From the Junior School head's desk: 5 May 2023

Sarah Warner

The Trinity term is here and my impression, after touring the campus on Wednesday, is that the children and staff are glad to be back. I had an opportunity to see all the girls and teachers from Grade 0 to 7 in our first assembly of the term – something I relish, despite the physical challenges of accommodating all of us in the Senior Primary hall – and to reflect on the remarkable journey that Junior School represents.

Another remarkable journey (one we spent time discussing in our assembly) was the one undertaken and recently completed by South African skipper, Kirsten Neuschäfer, for roughly eight months, around the world.

Neuschäfer was the only woman out of 16 entrants who set sail from Les Sables d’Olonne on the French coast on 4 September 2022, and she is the first woman, and South African, to win the Golden Globe Race, which is in its third iteration.

The competition, a retro sailing experience, “tries to emulate the conditions of the original 1968-69 race, when [British sailor] Robin Knox-Johnston relied purely on compass, sextant, speed log and dead-reckoning to become the first person to sail single-handed nonstop round the world. So no GPS, no autopilot, no internet weather forecasts and no boat longer than 36 feet” (Stephen Venables, “The unlikely new star of round-the-world sailing” in The Financial Times, April 22 2023). Or, in Neuschäfer’s characteristically measured words, this race is “not about having the latest technology: there is still a huge element of the unknown, a sense of adventure and a big element of luck.”

Neuschäfer has several years of delivering yachts and crewing and skippering on expedition boats in Arctic and Antarctic waters behind her, but she is unknown in the world of professional race sailing.

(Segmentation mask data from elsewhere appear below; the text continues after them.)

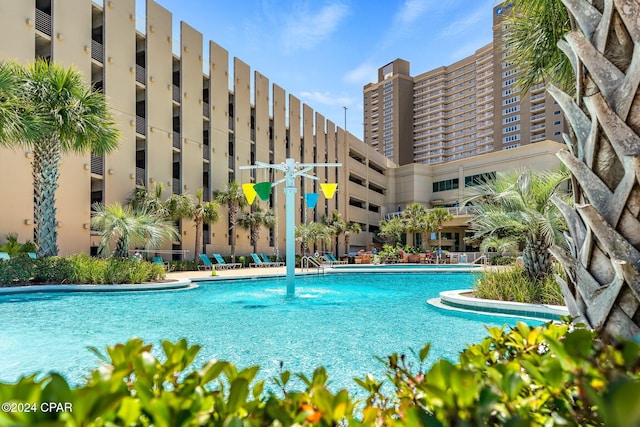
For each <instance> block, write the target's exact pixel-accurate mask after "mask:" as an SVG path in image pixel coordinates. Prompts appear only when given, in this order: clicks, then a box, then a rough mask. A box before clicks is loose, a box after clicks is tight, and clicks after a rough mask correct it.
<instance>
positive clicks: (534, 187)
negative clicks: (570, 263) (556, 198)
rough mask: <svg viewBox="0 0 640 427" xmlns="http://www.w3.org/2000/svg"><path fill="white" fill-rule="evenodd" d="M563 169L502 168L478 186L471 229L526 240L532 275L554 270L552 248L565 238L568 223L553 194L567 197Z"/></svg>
mask: <svg viewBox="0 0 640 427" xmlns="http://www.w3.org/2000/svg"><path fill="white" fill-rule="evenodd" d="M567 179H568V175H567V174H566V173H561V172H555V173H554V172H535V173H534V172H532V171H530V170H512V171H509V172H499V173H498V174H497V175H496V178H495V179H494V180H491V181H489V182H487V183H486V184H483V185H481V186H478V187H476V188H475V190H474V192H475V193H477V195H476V196H474V197H472V198H471V199H470V201H471V202H473V205H474V208H475V209H476V214H475V215H474V217H473V218H472V219H471V221H470V224H469V230H470V231H472V232H473V233H474V236H473V237H474V238H477V239H484V238H486V237H488V236H501V237H504V236H510V237H514V238H518V239H520V240H521V241H523V243H524V245H525V247H524V251H523V253H522V257H523V261H524V270H525V272H526V273H527V274H528V275H529V277H531V278H533V279H539V278H543V277H544V276H547V275H549V274H551V273H552V259H551V253H550V252H549V248H551V246H552V245H554V244H558V243H560V242H562V241H563V240H564V237H563V235H562V232H563V231H564V230H566V224H565V221H564V218H563V217H562V215H561V213H560V210H559V209H558V208H557V207H556V206H555V205H554V204H553V203H552V197H553V196H558V197H560V198H565V197H566V196H564V195H563V192H562V188H561V185H562V184H563V183H564V182H566V180H567Z"/></svg>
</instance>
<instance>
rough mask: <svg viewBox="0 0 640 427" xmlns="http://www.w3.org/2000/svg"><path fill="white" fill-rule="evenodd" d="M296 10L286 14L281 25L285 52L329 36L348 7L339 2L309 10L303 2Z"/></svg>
mask: <svg viewBox="0 0 640 427" xmlns="http://www.w3.org/2000/svg"><path fill="white" fill-rule="evenodd" d="M296 9H297V10H294V11H293V12H291V13H289V14H287V16H286V18H284V25H283V26H282V28H283V29H284V30H283V33H282V38H283V42H284V49H285V50H286V51H287V52H295V51H298V50H307V49H310V48H312V47H314V46H316V45H317V44H318V43H320V42H321V41H322V40H324V39H326V38H328V37H330V36H331V34H332V33H333V32H334V31H335V30H336V29H337V28H338V25H339V24H340V21H342V19H344V18H345V17H346V16H347V15H348V14H349V8H348V7H347V6H346V5H344V4H341V3H332V4H328V5H326V6H323V7H322V8H321V9H320V10H310V8H309V6H308V4H307V3H306V2H305V3H304V4H302V5H300V6H299V7H298V8H296Z"/></svg>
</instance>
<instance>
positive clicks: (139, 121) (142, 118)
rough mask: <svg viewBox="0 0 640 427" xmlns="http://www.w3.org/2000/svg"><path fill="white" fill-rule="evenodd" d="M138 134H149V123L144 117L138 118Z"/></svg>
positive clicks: (136, 128) (137, 131) (137, 119)
mask: <svg viewBox="0 0 640 427" xmlns="http://www.w3.org/2000/svg"><path fill="white" fill-rule="evenodd" d="M136 133H138V134H140V135H146V134H147V121H146V120H145V118H144V117H140V116H136Z"/></svg>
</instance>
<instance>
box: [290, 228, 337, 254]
mask: <svg viewBox="0 0 640 427" xmlns="http://www.w3.org/2000/svg"><path fill="white" fill-rule="evenodd" d="M295 236H296V241H298V242H300V243H301V244H302V254H303V255H306V254H307V250H308V249H310V247H311V245H312V244H316V243H319V242H322V243H329V241H330V240H331V231H330V230H329V227H327V226H326V225H324V224H322V223H320V222H310V223H307V224H299V225H298V226H297V227H296V233H295Z"/></svg>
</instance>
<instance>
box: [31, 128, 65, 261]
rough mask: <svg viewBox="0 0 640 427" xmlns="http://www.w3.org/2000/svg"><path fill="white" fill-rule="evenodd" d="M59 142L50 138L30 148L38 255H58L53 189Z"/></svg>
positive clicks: (59, 148) (55, 191)
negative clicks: (32, 147)
mask: <svg viewBox="0 0 640 427" xmlns="http://www.w3.org/2000/svg"><path fill="white" fill-rule="evenodd" d="M60 159H61V152H60V144H59V143H58V141H57V140H56V139H49V140H44V141H41V142H39V143H38V144H35V146H34V150H33V163H32V174H33V219H34V222H35V233H34V234H35V235H34V240H35V243H36V245H37V248H38V249H37V254H38V257H39V258H40V257H45V256H56V255H58V230H57V228H56V225H57V221H56V198H55V195H56V191H57V189H58V178H59V176H60Z"/></svg>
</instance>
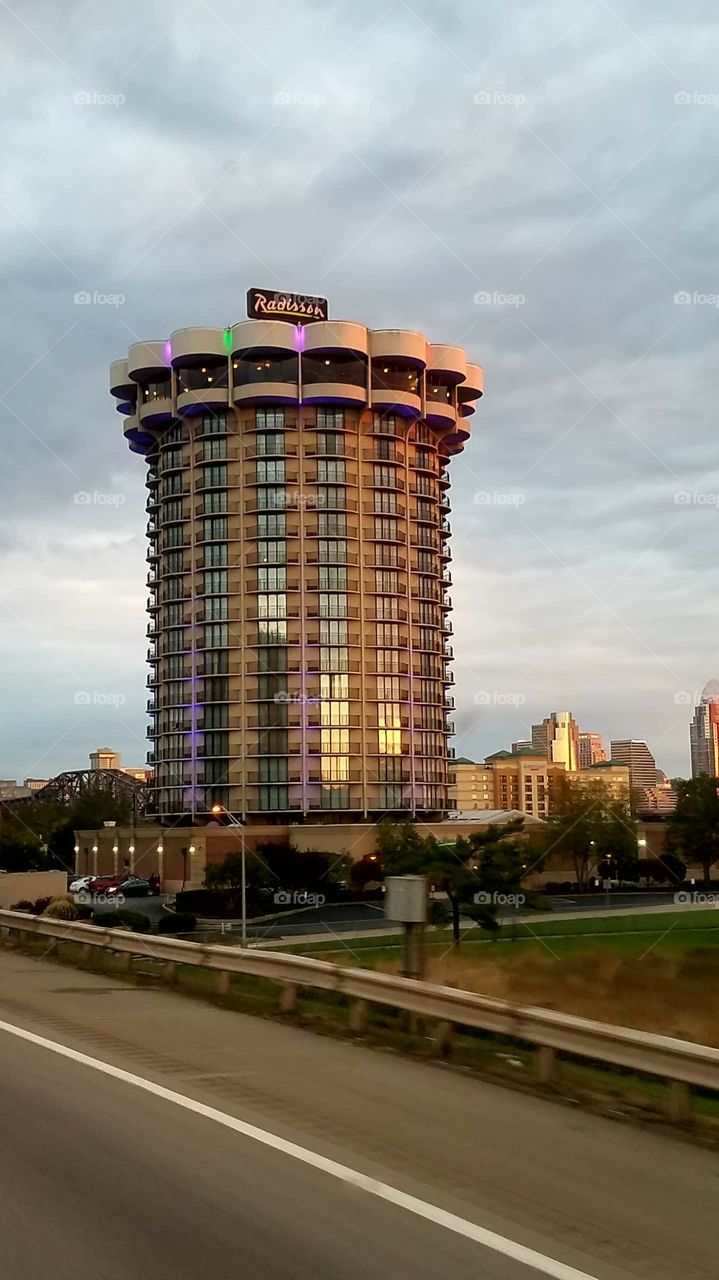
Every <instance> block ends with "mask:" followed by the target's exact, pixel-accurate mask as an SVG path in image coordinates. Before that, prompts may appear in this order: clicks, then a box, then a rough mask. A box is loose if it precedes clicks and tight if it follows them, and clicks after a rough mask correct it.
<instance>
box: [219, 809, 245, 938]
mask: <svg viewBox="0 0 719 1280" xmlns="http://www.w3.org/2000/svg"><path fill="white" fill-rule="evenodd" d="M211 812H212V813H214V814H223V815H224V817H225V818H226V819H228V822H229V823H230V826H232V827H239V849H241V855H242V945H243V947H244V946H247V867H246V856H244V818H235V815H234V813H229V810H228V809H225V806H224V805H221V804H214V805H212V810H211Z"/></svg>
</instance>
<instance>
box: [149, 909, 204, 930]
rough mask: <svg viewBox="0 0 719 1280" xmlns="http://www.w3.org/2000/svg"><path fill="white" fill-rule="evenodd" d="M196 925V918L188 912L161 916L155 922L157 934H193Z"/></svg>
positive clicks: (177, 911) (182, 912) (170, 914)
mask: <svg viewBox="0 0 719 1280" xmlns="http://www.w3.org/2000/svg"><path fill="white" fill-rule="evenodd" d="M196 925H197V916H196V915H191V914H189V911H175V913H170V914H168V915H161V916H160V920H159V922H157V932H159V933H193V932H194V928H196Z"/></svg>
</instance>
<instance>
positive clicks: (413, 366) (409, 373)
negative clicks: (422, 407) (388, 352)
mask: <svg viewBox="0 0 719 1280" xmlns="http://www.w3.org/2000/svg"><path fill="white" fill-rule="evenodd" d="M420 378H421V375H420V371H418V370H417V367H416V366H415V365H411V364H409V362H408V361H389V360H388V361H386V362H385V364H375V362H372V378H371V392H370V403H371V406H372V408H377V410H385V411H388V410H389V411H391V412H393V413H399V415H400V416H402V417H420V413H421V411H422V401H421V381H420Z"/></svg>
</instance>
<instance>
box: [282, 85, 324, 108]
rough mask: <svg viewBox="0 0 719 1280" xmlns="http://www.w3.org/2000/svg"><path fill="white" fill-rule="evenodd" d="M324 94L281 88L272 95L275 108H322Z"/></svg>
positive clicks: (323, 103) (294, 88)
mask: <svg viewBox="0 0 719 1280" xmlns="http://www.w3.org/2000/svg"><path fill="white" fill-rule="evenodd" d="M326 101H328V100H326V97H325V95H324V93H302V92H299V90H296V88H292V90H288V88H283V90H280V91H279V92H278V93H275V95H274V97H273V102H274V104H275V106H313V108H317V106H324V105H325V102H326Z"/></svg>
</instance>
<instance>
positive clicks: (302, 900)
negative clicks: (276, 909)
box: [274, 888, 326, 906]
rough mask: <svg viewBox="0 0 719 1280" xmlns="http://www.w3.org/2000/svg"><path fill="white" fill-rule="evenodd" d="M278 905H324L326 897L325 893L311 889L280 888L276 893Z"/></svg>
mask: <svg viewBox="0 0 719 1280" xmlns="http://www.w3.org/2000/svg"><path fill="white" fill-rule="evenodd" d="M274 901H275V902H276V905H278V906H324V905H325V902H326V897H325V895H324V893H315V892H313V891H311V890H306V888H301V890H289V888H279V890H278V891H276V892H275V893H274Z"/></svg>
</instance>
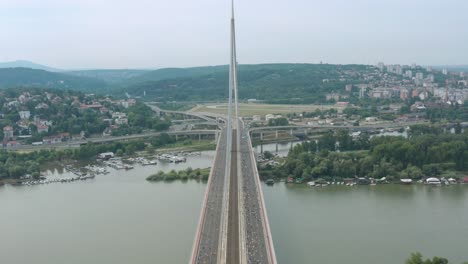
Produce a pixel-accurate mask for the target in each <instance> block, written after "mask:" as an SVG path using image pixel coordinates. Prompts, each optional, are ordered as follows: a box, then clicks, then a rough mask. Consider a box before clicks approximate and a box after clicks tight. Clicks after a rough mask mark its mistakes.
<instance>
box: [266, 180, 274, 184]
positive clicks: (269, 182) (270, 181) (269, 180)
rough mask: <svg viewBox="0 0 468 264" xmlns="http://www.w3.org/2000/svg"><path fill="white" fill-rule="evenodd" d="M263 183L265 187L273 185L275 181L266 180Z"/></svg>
mask: <svg viewBox="0 0 468 264" xmlns="http://www.w3.org/2000/svg"><path fill="white" fill-rule="evenodd" d="M265 183H266V184H267V185H273V184H275V181H274V180H273V179H268V180H266V181H265Z"/></svg>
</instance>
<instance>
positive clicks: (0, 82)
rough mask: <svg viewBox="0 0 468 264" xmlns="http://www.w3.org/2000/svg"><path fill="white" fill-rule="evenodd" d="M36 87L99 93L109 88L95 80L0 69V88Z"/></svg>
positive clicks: (6, 68) (99, 80) (70, 75)
mask: <svg viewBox="0 0 468 264" xmlns="http://www.w3.org/2000/svg"><path fill="white" fill-rule="evenodd" d="M17 87H35V88H54V89H69V90H79V91H84V92H93V93H95V92H99V91H104V90H105V89H107V88H108V85H107V83H106V82H104V81H102V80H98V79H94V78H87V77H78V76H72V75H67V74H63V73H56V72H48V71H44V70H36V69H29V68H5V69H0V88H3V89H4V88H17Z"/></svg>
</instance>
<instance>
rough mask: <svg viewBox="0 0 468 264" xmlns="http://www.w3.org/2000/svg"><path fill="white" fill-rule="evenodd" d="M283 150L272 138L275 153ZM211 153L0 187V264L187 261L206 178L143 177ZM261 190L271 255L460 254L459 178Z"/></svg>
mask: <svg viewBox="0 0 468 264" xmlns="http://www.w3.org/2000/svg"><path fill="white" fill-rule="evenodd" d="M263 148H264V150H270V151H273V152H274V151H275V150H276V145H274V144H271V145H266V146H264V147H263ZM289 148H290V145H289V144H283V145H278V150H279V152H280V154H281V155H285V154H286V153H287V150H288V149H289ZM256 149H258V150H259V147H257V148H256ZM213 155H214V152H213V151H206V152H203V153H202V155H201V156H193V157H188V160H187V162H186V163H181V164H178V165H175V164H167V163H164V164H163V163H160V164H158V165H157V166H145V167H142V166H138V165H136V167H135V169H133V170H130V171H115V170H112V169H110V171H111V173H110V174H107V175H100V176H97V177H96V178H95V179H92V180H87V181H79V182H73V183H55V184H48V185H35V186H24V187H12V186H3V187H0V209H1V212H0V230H1V231H0V263H2V264H3V263H4V264H27V263H37V264H63V263H66V264H75V263H91V264H94V263H96V264H102V263H113V264H124V263H125V264H127V263H138V264H140V263H142V264H144V263H187V261H188V259H189V256H190V253H191V252H190V251H191V249H192V244H193V239H194V234H195V231H196V230H195V229H196V227H197V224H198V218H199V214H200V208H201V203H202V199H203V195H204V191H205V187H206V184H204V183H200V182H196V181H188V182H185V183H184V182H173V183H163V182H158V183H149V182H147V181H145V178H146V177H147V176H148V175H150V174H152V173H154V172H156V171H158V170H164V171H169V170H171V169H177V170H179V169H184V168H187V167H192V168H198V167H200V168H205V167H209V166H210V165H211V162H212V158H213ZM48 174H49V175H58V174H60V172H59V171H57V170H53V171H49V172H48ZM263 190H264V195H265V202H266V206H267V209H268V215H269V220H270V225H271V230H272V235H273V239H274V243H275V248H276V253H277V257H278V262H279V263H294V264H301V263H321V264H324V263H331V264H334V263H350V264H362V263H381V264H394V263H397V264H398V263H404V259H405V258H406V257H407V256H408V255H409V254H410V252H414V251H421V252H422V253H423V254H424V255H427V256H434V255H439V256H446V257H449V258H450V260H451V261H453V262H454V263H461V262H462V261H467V260H468V185H459V186H450V187H439V188H431V187H427V186H418V185H414V186H399V185H381V186H355V187H346V186H333V187H332V186H329V187H325V188H308V187H306V186H299V185H286V184H284V183H277V184H275V185H274V186H272V187H268V186H263Z"/></svg>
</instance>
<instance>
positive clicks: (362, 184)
mask: <svg viewBox="0 0 468 264" xmlns="http://www.w3.org/2000/svg"><path fill="white" fill-rule="evenodd" d="M357 184H359V185H369V184H371V181H370V180H369V179H368V178H358V180H357Z"/></svg>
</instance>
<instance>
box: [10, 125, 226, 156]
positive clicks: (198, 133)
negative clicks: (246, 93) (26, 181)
mask: <svg viewBox="0 0 468 264" xmlns="http://www.w3.org/2000/svg"><path fill="white" fill-rule="evenodd" d="M161 134H168V135H171V136H175V137H178V136H198V138H199V139H201V137H202V136H214V138H215V141H217V140H218V137H219V134H220V131H219V130H208V129H207V130H186V131H165V132H149V133H141V134H134V135H128V136H117V137H113V136H109V137H94V138H87V139H83V140H74V141H67V142H62V143H57V144H50V145H49V144H44V145H39V146H32V145H20V146H15V147H7V148H6V149H7V150H24V151H26V150H28V151H29V150H32V151H33V150H40V149H47V148H49V149H52V148H74V147H79V146H80V145H85V144H88V143H89V142H91V143H96V144H100V143H107V142H113V141H126V140H132V139H141V138H149V137H156V136H160V135H161Z"/></svg>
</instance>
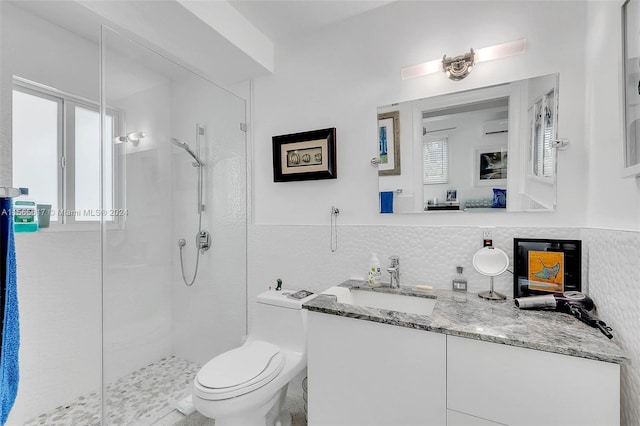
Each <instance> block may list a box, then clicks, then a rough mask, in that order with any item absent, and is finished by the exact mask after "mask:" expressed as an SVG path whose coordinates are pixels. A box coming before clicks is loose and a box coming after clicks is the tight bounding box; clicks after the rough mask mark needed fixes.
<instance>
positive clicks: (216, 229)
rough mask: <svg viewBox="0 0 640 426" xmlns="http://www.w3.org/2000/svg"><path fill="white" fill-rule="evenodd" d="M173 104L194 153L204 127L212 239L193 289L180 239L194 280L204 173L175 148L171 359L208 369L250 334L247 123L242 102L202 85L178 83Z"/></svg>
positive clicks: (176, 118)
mask: <svg viewBox="0 0 640 426" xmlns="http://www.w3.org/2000/svg"><path fill="white" fill-rule="evenodd" d="M171 105H172V108H173V109H172V116H171V124H172V126H171V132H172V133H171V137H176V138H180V139H181V140H184V141H186V142H187V143H188V144H189V145H190V147H191V148H192V149H193V150H194V151H195V150H196V127H195V126H196V123H198V124H199V125H200V126H202V127H204V135H202V136H201V147H202V149H201V158H202V160H203V161H204V163H205V167H204V173H205V183H204V188H203V197H204V198H203V202H204V204H205V211H204V214H203V217H202V225H203V226H202V229H203V230H207V231H209V232H210V233H211V248H210V249H209V250H208V251H207V252H205V253H204V254H201V255H200V263H199V272H198V278H197V279H196V281H195V283H194V284H193V285H192V286H191V287H187V286H186V285H185V284H184V283H183V281H182V277H181V271H180V261H179V250H178V246H177V241H178V239H179V238H184V239H185V240H186V242H187V245H186V246H185V248H184V265H185V275H186V276H187V278H188V279H191V278H192V277H193V273H194V265H195V262H196V247H195V236H196V233H197V231H198V214H197V209H196V207H197V176H198V169H197V168H195V167H193V166H192V161H193V160H192V159H191V157H189V155H187V153H185V152H184V151H183V150H181V149H179V148H176V147H172V164H173V182H172V189H173V193H172V200H173V202H172V206H173V218H174V220H173V222H172V225H171V226H172V228H173V229H172V231H173V232H172V236H171V241H170V243H169V244H170V247H171V260H172V262H173V265H174V269H173V275H172V278H173V284H172V302H173V303H172V329H173V352H172V353H173V354H174V355H176V356H179V357H181V358H184V359H188V360H190V361H192V362H197V363H200V364H204V363H205V362H207V361H209V360H210V359H212V358H213V357H215V356H216V355H218V354H220V353H222V352H224V351H227V350H229V349H231V348H234V347H236V346H238V345H240V343H241V337H242V335H244V334H245V332H246V189H245V188H246V185H245V183H246V161H245V158H246V154H245V152H246V151H245V137H244V133H243V132H241V131H240V129H239V126H238V123H239V122H240V121H242V120H243V119H244V101H241V100H240V99H238V98H235V97H233V96H231V95H230V94H228V93H226V92H224V91H223V90H222V89H220V88H218V87H216V86H213V85H211V84H210V83H208V82H205V81H203V80H201V79H198V78H194V77H193V76H183V77H181V78H176V79H175V80H174V81H173V85H172V92H171Z"/></svg>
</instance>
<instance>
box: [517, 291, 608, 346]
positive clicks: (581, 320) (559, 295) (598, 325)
mask: <svg viewBox="0 0 640 426" xmlns="http://www.w3.org/2000/svg"><path fill="white" fill-rule="evenodd" d="M514 301H515V304H516V306H517V307H518V308H520V309H551V310H556V311H559V312H564V313H567V314H571V315H573V316H574V317H576V318H578V319H579V320H580V321H582V322H584V323H586V324H589V325H590V326H591V327H595V328H597V329H599V330H600V331H601V332H602V333H603V334H604V335H605V336H607V337H608V338H609V339H612V338H613V334H611V330H612V329H611V327H608V326H607V324H606V323H605V322H604V321H602V320H601V319H599V318H598V317H596V316H595V315H592V314H591V313H590V311H591V310H593V308H594V303H593V299H591V298H590V297H589V296H587V295H586V294H584V293H580V292H579V291H565V292H564V293H562V294H556V293H554V294H545V295H543V296H529V297H518V298H516V299H514Z"/></svg>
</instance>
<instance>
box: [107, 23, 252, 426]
mask: <svg viewBox="0 0 640 426" xmlns="http://www.w3.org/2000/svg"><path fill="white" fill-rule="evenodd" d="M102 60H103V65H102V66H103V70H102V72H103V82H102V84H103V88H104V90H103V116H105V117H106V115H107V114H106V112H107V111H112V112H113V113H112V114H113V116H114V120H113V123H112V124H111V125H107V123H106V120H105V121H103V126H104V127H103V129H104V130H111V131H113V134H114V135H115V136H114V137H113V138H108V137H104V138H103V139H104V140H103V143H104V144H106V146H107V147H108V149H109V150H110V153H111V158H113V161H112V164H113V165H112V167H108V166H106V165H104V164H105V163H103V172H102V176H103V184H102V187H103V194H105V195H107V194H111V195H107V197H106V198H107V199H103V203H102V204H103V206H110V207H109V208H108V210H109V211H105V212H103V214H104V215H105V216H103V220H102V226H103V276H102V279H103V312H104V315H103V392H104V407H103V410H104V418H103V424H105V425H140V424H153V423H155V422H157V421H158V420H160V419H166V420H168V419H169V418H167V416H176V419H179V418H180V416H181V414H177V413H176V412H175V411H174V408H175V404H176V403H177V402H179V401H181V400H183V399H184V398H185V397H187V396H188V395H190V393H191V383H192V381H193V378H194V376H195V373H196V372H197V371H198V369H199V368H200V367H201V366H202V365H203V364H204V363H205V362H207V361H208V360H209V359H211V358H213V357H215V356H216V355H218V354H220V353H222V352H224V351H227V350H229V349H231V348H233V347H235V346H238V345H239V344H240V342H241V337H242V336H243V335H244V334H245V333H246V310H247V306H246V243H247V238H246V237H247V235H246V233H247V230H246V222H247V221H246V212H247V210H246V199H247V197H246V187H247V185H246V134H245V133H244V132H243V131H242V130H241V129H240V123H242V122H244V121H245V101H244V100H243V99H241V98H238V97H237V96H235V95H233V94H231V93H230V92H227V91H226V90H224V89H222V88H220V87H218V86H216V85H215V84H213V83H211V82H210V81H207V80H206V79H204V78H202V77H200V76H198V75H197V74H194V73H193V72H191V71H189V70H187V69H185V68H183V67H182V66H180V65H177V64H176V63H175V62H173V61H171V60H169V59H167V58H165V57H163V56H161V55H159V54H158V53H156V52H155V51H152V50H150V49H149V48H147V47H145V46H143V45H142V44H140V43H138V42H137V41H132V40H131V39H129V38H127V37H125V36H123V35H121V34H119V33H118V32H116V31H114V30H111V29H110V28H107V27H103V32H102ZM108 157H109V156H107V155H105V156H104V158H108ZM107 169H108V170H107ZM109 187H111V188H113V190H112V191H107V188H109ZM200 189H201V190H200ZM105 210H107V209H105ZM201 231H206V232H208V233H209V235H210V237H209V238H210V239H209V245H210V248H209V249H208V250H206V251H204V250H199V248H198V247H199V244H200V241H202V238H203V237H202V236H201ZM180 241H182V243H180ZM181 254H182V262H181V261H180V256H181ZM181 263H182V266H181ZM196 264H197V276H195V277H194V275H195V274H196ZM183 274H184V276H185V278H186V279H183ZM191 280H193V284H192V285H190V286H188V285H186V284H185V281H187V283H188V282H190V281H191Z"/></svg>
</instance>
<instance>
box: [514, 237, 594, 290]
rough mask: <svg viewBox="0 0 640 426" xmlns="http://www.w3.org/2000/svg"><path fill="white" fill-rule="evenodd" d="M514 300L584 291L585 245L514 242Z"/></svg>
mask: <svg viewBox="0 0 640 426" xmlns="http://www.w3.org/2000/svg"><path fill="white" fill-rule="evenodd" d="M513 268H514V272H513V297H514V298H515V297H526V296H536V295H541V294H550V293H562V292H565V291H582V241H581V240H555V239H538V238H514V239H513Z"/></svg>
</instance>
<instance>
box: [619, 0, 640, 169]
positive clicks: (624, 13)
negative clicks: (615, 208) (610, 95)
mask: <svg viewBox="0 0 640 426" xmlns="http://www.w3.org/2000/svg"><path fill="white" fill-rule="evenodd" d="M622 40H623V43H622V46H623V47H622V49H623V52H622V69H623V77H624V80H623V88H622V89H623V99H624V144H623V145H624V153H623V154H624V157H623V158H624V164H623V175H625V176H638V175H640V0H627V1H625V2H624V3H623V4H622Z"/></svg>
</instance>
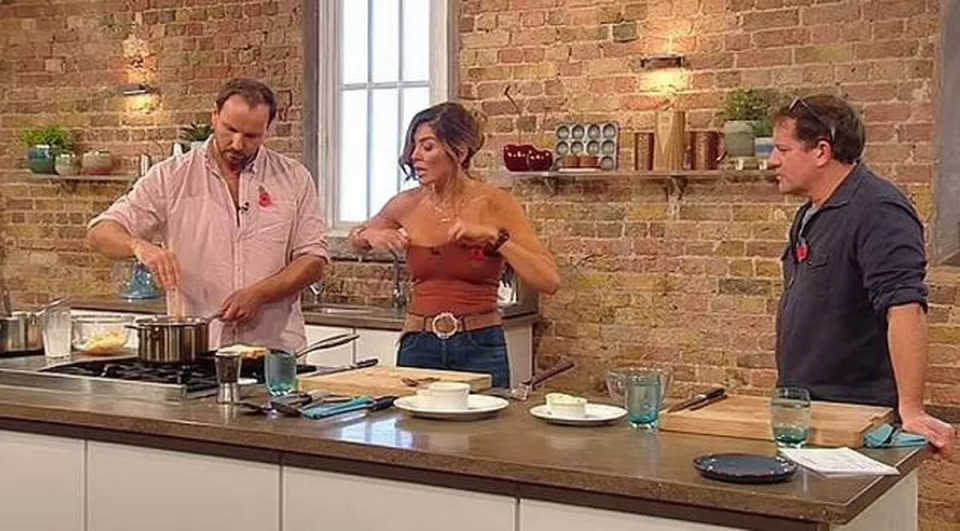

She is also no stranger to embarking on adventures that bring with them “a huge element of the unknown”: at the age of 22, she made a 9000-mile bicycle trip from Morocco to the Cape of Good Hope on her own, despite strenuous warnings not to, and what she chooses to remember of this time is “the endless kindness of strangers”.

She has many qualities that make her a good role model for girls: she is resolute, modest, and hardy and she has the courage of her convictions. She also likes to dream big, confront her fears and take risks, of the calculated variety. It’s difficult not to admire her pluck; well-travelled epithets like resilient, brave, and humble attach to her in interviews and articles, and her broad smile and warmth on camera could make her a poster girl for intrepid adventure and girl power.

Watching Neuschäfer give interviews before the race, her desire to represent herself, her motives and intentions, accurately and sincerely, is apparent. She chooses her words carefully, makes it clear that she is more interested in being a good skipper than a good woman skipper; also, that she intends to win the race. She is grateful for her mother’s support, which is of the practical, rolling-up-your-sleeves and working-on-the-boat kind, and she is not above asking others for help. She relates to her boat, Minnehaha, as a person and shares the credit for winning the race squarely with the 36-foot vessel that partnered her on her epic journey.

Viewing the victory video created by the race organisers with the girls and listening to them spontaneously and cheerily sing along to the catchy jingle composed for the occasion (https://goldengloberace.com/), two things played on my mind: Neuschäfer’s “scary but intruguing” reflection on eternity: that she sometimes dropped sail, lashed the helm over to one side, swam away from the boat and thought about the Minnehaha sailing away; also, her decision to sleep aboard the boat even on the night she finished the race and reached land.


Winning, it seems, might not be as simple as we think.